In a separate “dubitante” opinion yesterday in Sanchez Rosales v. Barr, Ninth Circuit judge Lawrence VanDyke agreed with the panel majority that circuit precedent compelled the result in the case, but he powerfully demonstrated that that precedent is “silly” and argued that it “well illustrates our court’s nasty habit of muddying immigration law and holding the BIA—an appellate body—to stilted standards to which we would never subject ourselves.”
Under the precedent at issue, when an applicant facing deportation seeks to re-open a removal proceeding on the ground that he received ineffective assistance of counsel, the Board of Immigration Appeals cannot deny that request on the ground that the applicant failed to demonstrate that he was prejudiced by the alleged ineffective assistance. That precedent, VanDyke notes, departs from the “general rule that a petitioner relying on ineffective assistance must show resulting prejudice.” By his account, the precedent, set forth in a footnote in an opinion two decades ago, miscited the BIA rulings and Ninth Circuit case that it purported to rely on. “Worse,” he continues, “our precedent that was supposedly predicated on deference to the BIA’s practice now somehow perversely forces us to penalize the BIA when it fails to rigidly adhere to its (inconsistent) prior practice—a change eminently justified by the fact that the old (inconsistent) practice relied on a statute that hasn’t existed for roughly 24 years.”

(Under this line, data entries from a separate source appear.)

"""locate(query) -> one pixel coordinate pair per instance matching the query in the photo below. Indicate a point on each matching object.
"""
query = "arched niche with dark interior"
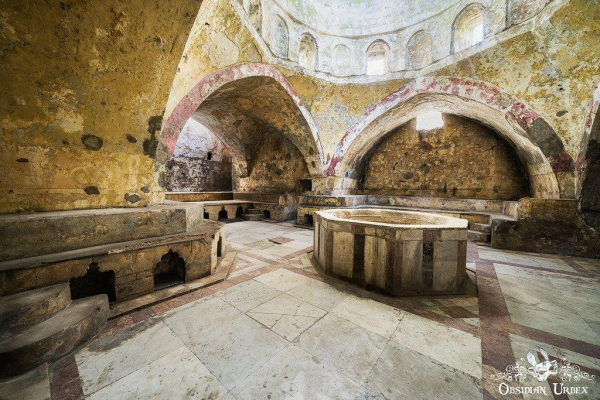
(93, 283)
(169, 271)
(200, 162)
(461, 159)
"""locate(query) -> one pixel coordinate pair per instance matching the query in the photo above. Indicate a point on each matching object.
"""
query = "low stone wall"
(198, 196)
(548, 226)
(410, 253)
(133, 263)
(28, 235)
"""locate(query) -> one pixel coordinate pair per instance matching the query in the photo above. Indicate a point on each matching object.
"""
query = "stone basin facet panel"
(400, 253)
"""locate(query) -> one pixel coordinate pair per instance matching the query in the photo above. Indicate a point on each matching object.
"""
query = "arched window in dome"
(307, 52)
(280, 37)
(341, 61)
(469, 27)
(254, 12)
(378, 59)
(418, 50)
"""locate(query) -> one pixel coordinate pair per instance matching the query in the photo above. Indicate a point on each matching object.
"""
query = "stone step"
(475, 236)
(23, 310)
(483, 228)
(132, 263)
(29, 235)
(54, 337)
(253, 217)
(475, 218)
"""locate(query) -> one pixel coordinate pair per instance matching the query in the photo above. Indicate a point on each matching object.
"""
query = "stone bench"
(125, 269)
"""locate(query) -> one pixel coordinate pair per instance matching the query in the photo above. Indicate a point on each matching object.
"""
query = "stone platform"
(400, 253)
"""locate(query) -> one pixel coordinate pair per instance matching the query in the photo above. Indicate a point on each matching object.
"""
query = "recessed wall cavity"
(463, 159)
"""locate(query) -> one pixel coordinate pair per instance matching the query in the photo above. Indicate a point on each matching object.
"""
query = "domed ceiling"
(362, 17)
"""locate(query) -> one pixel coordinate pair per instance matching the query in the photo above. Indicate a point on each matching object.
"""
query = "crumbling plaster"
(392, 22)
(522, 67)
(84, 86)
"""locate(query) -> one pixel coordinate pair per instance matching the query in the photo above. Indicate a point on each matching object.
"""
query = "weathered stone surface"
(132, 262)
(53, 338)
(36, 234)
(79, 78)
(548, 226)
(29, 308)
(462, 159)
(400, 253)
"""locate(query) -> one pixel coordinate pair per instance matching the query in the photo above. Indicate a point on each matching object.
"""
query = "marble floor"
(277, 329)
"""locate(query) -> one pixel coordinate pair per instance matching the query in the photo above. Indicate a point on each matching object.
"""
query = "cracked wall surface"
(87, 88)
(462, 159)
(84, 88)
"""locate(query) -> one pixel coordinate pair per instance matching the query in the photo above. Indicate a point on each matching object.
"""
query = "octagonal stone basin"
(400, 253)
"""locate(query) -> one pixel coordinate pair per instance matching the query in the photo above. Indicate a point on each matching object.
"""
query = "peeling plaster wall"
(201, 162)
(84, 87)
(205, 53)
(276, 167)
(462, 159)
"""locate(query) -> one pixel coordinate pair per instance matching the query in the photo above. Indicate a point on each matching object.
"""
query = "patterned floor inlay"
(277, 328)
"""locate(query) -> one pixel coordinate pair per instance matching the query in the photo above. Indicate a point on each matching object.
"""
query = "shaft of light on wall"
(429, 120)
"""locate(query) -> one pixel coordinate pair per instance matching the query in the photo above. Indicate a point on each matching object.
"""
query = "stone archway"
(536, 144)
(301, 129)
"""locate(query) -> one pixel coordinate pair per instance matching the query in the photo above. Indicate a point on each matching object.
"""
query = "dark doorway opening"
(223, 214)
(93, 283)
(169, 271)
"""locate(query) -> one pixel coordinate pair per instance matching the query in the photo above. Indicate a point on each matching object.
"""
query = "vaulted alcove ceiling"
(362, 17)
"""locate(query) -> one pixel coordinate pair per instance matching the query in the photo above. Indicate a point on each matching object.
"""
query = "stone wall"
(277, 167)
(84, 88)
(462, 159)
(201, 162)
(185, 174)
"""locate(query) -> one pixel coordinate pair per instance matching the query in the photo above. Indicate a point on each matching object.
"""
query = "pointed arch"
(280, 37)
(378, 58)
(418, 50)
(469, 27)
(302, 133)
(536, 144)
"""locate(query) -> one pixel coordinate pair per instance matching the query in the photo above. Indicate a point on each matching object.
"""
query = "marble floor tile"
(247, 295)
(234, 351)
(318, 294)
(295, 374)
(521, 346)
(33, 385)
(112, 357)
(371, 315)
(280, 250)
(402, 373)
(350, 349)
(282, 279)
(286, 315)
(190, 323)
(533, 300)
(177, 375)
(449, 346)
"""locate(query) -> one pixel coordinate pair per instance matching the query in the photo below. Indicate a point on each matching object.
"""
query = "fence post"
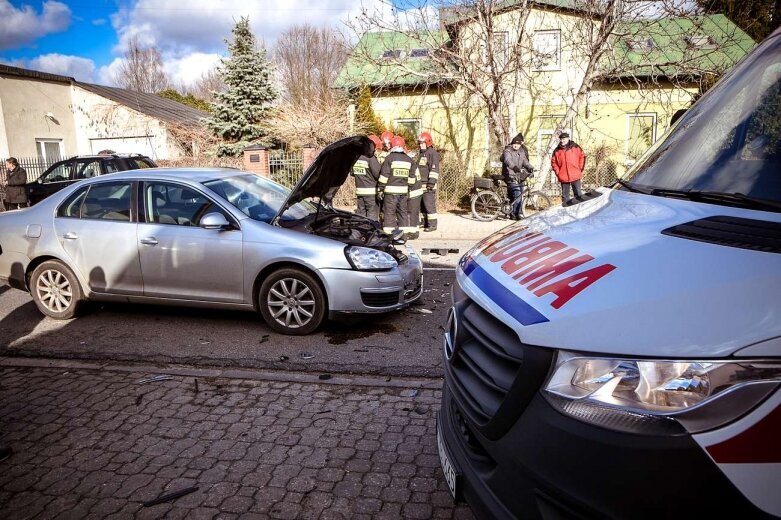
(256, 160)
(309, 154)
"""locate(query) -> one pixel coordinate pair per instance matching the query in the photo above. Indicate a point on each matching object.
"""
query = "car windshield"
(258, 198)
(729, 143)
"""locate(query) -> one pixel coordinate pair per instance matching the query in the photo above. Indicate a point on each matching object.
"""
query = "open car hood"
(329, 171)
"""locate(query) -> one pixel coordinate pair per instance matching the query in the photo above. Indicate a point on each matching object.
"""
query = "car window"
(59, 173)
(111, 166)
(87, 169)
(72, 205)
(107, 201)
(141, 164)
(177, 205)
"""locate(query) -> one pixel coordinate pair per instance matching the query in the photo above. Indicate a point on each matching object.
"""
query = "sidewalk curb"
(225, 373)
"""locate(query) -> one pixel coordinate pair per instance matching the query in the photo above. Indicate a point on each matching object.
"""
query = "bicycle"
(489, 199)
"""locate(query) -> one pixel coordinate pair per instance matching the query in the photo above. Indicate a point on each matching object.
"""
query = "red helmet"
(377, 142)
(426, 138)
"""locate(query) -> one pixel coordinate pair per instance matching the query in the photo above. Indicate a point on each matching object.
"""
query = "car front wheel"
(292, 302)
(56, 290)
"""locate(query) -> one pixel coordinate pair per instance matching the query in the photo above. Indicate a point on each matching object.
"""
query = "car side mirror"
(214, 221)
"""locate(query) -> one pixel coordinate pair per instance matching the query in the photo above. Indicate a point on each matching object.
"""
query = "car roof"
(177, 174)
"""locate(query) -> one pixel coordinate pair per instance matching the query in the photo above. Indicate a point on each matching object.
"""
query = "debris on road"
(170, 496)
(154, 379)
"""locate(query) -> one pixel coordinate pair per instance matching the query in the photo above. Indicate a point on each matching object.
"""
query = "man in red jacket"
(568, 161)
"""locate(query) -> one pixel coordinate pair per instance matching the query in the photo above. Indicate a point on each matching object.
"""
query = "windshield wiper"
(737, 199)
(631, 187)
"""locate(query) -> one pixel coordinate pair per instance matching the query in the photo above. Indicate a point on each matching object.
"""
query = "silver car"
(212, 238)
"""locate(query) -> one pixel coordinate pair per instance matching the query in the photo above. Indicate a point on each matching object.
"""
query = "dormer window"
(392, 54)
(700, 41)
(641, 45)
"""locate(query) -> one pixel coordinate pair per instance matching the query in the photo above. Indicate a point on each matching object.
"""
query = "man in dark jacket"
(568, 161)
(428, 166)
(15, 196)
(397, 174)
(366, 171)
(515, 169)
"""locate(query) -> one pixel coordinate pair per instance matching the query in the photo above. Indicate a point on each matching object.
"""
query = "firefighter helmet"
(377, 142)
(426, 138)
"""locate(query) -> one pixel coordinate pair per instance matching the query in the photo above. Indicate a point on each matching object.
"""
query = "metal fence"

VanDyke laments that “[t]his type of absurdity is regular fare in our immigration cases”:
Our circuit’s immigration jurisprudence is a hot mess. It’s sharply at odds with the text and purposes of immigration law, including the REAL ID Act. It regularly ignores the important difference between the BIA’s direct appellate role versus our court’s indirect and supposedly deferential role on review. Much of our circuit’s caselaw seems designed to make it very difficult for the BIA to do its job; we perform our highly deferential review in an extremely nondeferential manner.